The U.S. Food and Drug Administration (FDA) revised the label for Fabhalta (iptacopan) on 2026-06-08, adding a Boxed Warning regarding the risk of serious infections. This significant update highlights the potential for severe infections, especially those caused by encapsulated bacteria.
Background
Fabhalta (iptacopan) is a complement inhibitor. Complement inhibitors are a class of drugs that modulate the complement system, a part of the immune system. The addition of a Boxed Warning indicates a heightened safety concern identified for this drug, necessitating prominent disclosure on its labeling.
What this means
The addition of a Boxed Warning to the Fabhalta label underscores a critical safety consideration for healthcare providers and patients. This warning emphasizes that Fabhalta, as a complement inhibitor, increases the risk of serious infections, particularly those caused by encapsulated bacteria such as Streptococcus pneumoniae and Neisseria meningitidis. Healthcare professionals prescribing Fabhalta must be vigilant in assessing a patient's infection risk profile before initiating treatment.
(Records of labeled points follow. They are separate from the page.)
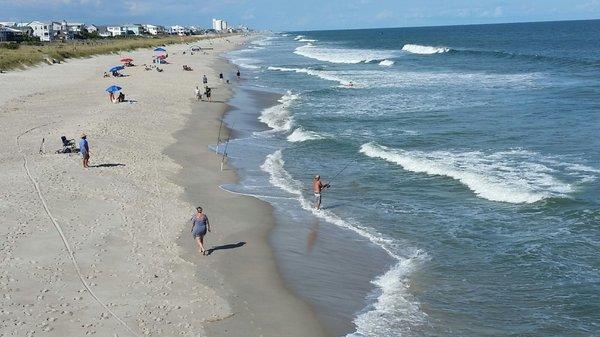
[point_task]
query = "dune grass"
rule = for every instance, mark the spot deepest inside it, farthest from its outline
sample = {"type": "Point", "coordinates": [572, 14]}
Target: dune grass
{"type": "Point", "coordinates": [28, 55]}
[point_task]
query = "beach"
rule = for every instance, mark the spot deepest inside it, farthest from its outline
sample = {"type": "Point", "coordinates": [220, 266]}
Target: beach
{"type": "Point", "coordinates": [107, 251]}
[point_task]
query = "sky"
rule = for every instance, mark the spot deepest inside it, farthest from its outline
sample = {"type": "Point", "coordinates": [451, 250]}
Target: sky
{"type": "Point", "coordinates": [291, 15]}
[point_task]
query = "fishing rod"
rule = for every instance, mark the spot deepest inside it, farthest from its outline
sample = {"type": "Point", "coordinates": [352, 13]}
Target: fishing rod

It is crucial to counsel patients thoroughly on the signs and symptoms of serious infections and to advise them to seek immediate medical attention if these occur. Furthermore, clinicians should consider appropriate preventative measures, which may include vaccination against these specific pathogens, in accordance with current clinical guidelines and individual patient risk factors. Ongoing monitoring for any indications of infection is also essential throughout the course of treatment with Fabhalta.
Source
The information regarding this label revision was sourced from the U.S. Food and Drug Administration (FDA). The update, effective 2026-06-08, is documented on the DailyMed platform hosted by the National Library of Medicine (dailymed.nlm.nih.gov), which provides official drug labeling information.